A time crystal as seen under a microscope.Credit: Zhao & Smalyukh, 2025, Nature Materials
A time crystal is a form of matter that shows continuous, repeating patterns over time, much like how atoms in a normal crystal repeat in space. Examples once existed in only complex, quantum matter, but now physicists have found a way to make a time crystal that can be seen, under certain conditions, with the naked eye.
The feat, accomplished by physicists at the University of Colorado Boulder, and published in Nature Materials on 4 September1, involved liquid crystals — bar-shaped molecules with properties between those of a liquid and those of a solid. Simply by shining a light on the liquid crystals, the team created ripples of twisting molecules through them. The ripples kept moving for hours, undulating with a distinct beat, even when the researchers changed the conditions. The rhythm was also out of sync with any incoming force — fulfilling the two defining criteria for a time crystal.
Although some of this behaviour of liquid crystals was already known, no one had previously considered whether it could be harnessed to make a time crystal, says Young-Ki Kim, a material scientist at the Pohang University of Science and Technology in South Korea.
The macroscopic scale of the time crystal — at millimetres to centimetres across — creates opportunities “to provide deeper understanding” of the phenomena, he says.
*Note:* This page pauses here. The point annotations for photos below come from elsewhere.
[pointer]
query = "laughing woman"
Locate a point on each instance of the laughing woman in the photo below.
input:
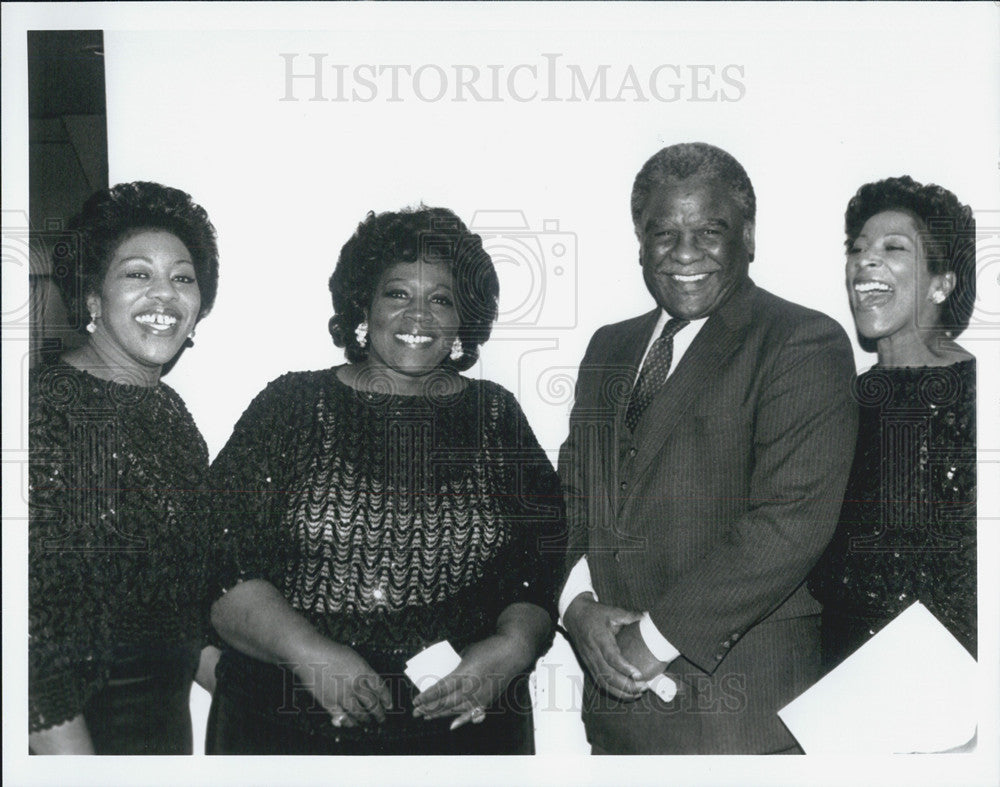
(907, 528)
(381, 507)
(118, 549)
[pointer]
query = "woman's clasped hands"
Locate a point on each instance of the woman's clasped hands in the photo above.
(477, 682)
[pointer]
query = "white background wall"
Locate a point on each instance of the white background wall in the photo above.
(832, 97)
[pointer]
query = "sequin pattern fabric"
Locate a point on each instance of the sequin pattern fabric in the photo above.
(119, 546)
(907, 529)
(390, 522)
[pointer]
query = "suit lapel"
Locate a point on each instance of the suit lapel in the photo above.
(720, 337)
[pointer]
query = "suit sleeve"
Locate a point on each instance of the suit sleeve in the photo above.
(803, 439)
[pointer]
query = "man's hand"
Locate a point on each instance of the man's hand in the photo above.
(593, 627)
(634, 651)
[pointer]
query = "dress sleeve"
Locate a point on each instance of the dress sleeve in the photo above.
(247, 497)
(539, 545)
(68, 626)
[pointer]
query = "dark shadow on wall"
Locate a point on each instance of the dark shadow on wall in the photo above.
(67, 162)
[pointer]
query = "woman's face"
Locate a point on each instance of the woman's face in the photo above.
(890, 288)
(149, 300)
(412, 321)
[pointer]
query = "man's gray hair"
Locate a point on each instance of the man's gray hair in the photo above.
(687, 159)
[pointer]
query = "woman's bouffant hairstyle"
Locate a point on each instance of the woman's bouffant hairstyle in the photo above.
(433, 235)
(689, 159)
(111, 216)
(948, 236)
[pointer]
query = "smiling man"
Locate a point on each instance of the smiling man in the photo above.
(709, 446)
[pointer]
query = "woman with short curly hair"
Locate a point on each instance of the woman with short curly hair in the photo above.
(119, 551)
(380, 508)
(907, 528)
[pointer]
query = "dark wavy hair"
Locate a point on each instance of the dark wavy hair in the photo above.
(429, 234)
(948, 234)
(687, 159)
(111, 216)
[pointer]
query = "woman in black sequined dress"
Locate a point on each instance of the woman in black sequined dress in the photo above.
(383, 506)
(118, 543)
(907, 529)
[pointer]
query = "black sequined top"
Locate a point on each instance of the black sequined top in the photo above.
(390, 522)
(119, 546)
(907, 528)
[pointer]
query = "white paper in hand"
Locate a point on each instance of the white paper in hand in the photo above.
(910, 688)
(431, 664)
(663, 687)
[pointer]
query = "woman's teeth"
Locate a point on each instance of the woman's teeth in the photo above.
(157, 321)
(413, 340)
(871, 286)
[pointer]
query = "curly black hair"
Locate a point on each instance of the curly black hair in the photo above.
(111, 216)
(422, 233)
(948, 233)
(687, 159)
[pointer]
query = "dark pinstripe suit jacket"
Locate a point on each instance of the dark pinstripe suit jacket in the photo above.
(712, 514)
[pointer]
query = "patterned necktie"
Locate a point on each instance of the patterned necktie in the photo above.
(654, 372)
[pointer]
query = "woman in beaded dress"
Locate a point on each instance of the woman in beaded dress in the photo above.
(907, 528)
(380, 507)
(118, 544)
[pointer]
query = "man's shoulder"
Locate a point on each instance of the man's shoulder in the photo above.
(627, 327)
(771, 313)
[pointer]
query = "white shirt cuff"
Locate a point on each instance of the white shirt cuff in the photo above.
(658, 645)
(577, 582)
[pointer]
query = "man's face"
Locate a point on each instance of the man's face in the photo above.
(695, 246)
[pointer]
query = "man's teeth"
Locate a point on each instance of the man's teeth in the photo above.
(692, 277)
(412, 339)
(157, 320)
(871, 286)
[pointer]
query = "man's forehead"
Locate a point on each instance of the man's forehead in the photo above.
(706, 194)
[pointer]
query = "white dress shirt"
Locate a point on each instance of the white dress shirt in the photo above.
(579, 577)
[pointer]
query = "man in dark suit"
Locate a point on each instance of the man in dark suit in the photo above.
(709, 447)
The distinctive patterns in the crystals could also allow them to be used in anti-counterfeit devices, say the authors.
Impossible machines
Nobel prizewinning physicist Frank Wilczek first proposed the idea of a time crystal in 2012. Wilczek’s version was almost like a perpetual-motion machine; something that cycled endlessly while in its natural resting state. A team later published a paper that mathematically proved this concept was impossible2, but researchers soon found that other kinds of time crystal were possible. Ordered time crystals could exist, for example, in bizarre systems that were perpetually in flux, rather than at rest.
Time crystals have since been made in a variety of ways, using interacting nanoscale defects in diamonds, trapped ions and simulated on Google’s Sycamore quantum computer. But most examples have been at the microscopic scale.
The latest system involves shining a light, even that from a normal light bulb, on a liquid-crystal film trapped between two glass plates. When the light hits photosensitive dye molecules on the glass plates, they switch their orientation, which triggers molecules in the liquid crystal to begin twisting.
Intermolecular forces between rod-like liquid crystal molecules mean that they usually all point in the same direction. If some begin twisting, this sets off a domino effect: the molecules reorient themselves in a complex interaction that moves across the sample like a Mexican wave.
From this soup of molecules arise stable twisted formations that behave like particles. These particles interact with each other to create observable ripples. “We were surprised and excited to see that such time crystalline order can be readily observed in soft matter systems,” says Ivan Smalyukh, a physicist at the University of Colorado Boulder, who led the work.
To observe the molecular dance in detail, the authors looked at the time-crystal system using a kind of microscope that transmits only polarized light. The amount of light that passes through depends on a molecule’s alignment, revealing the time crystal’s ripples as a series of dark and bright stripes.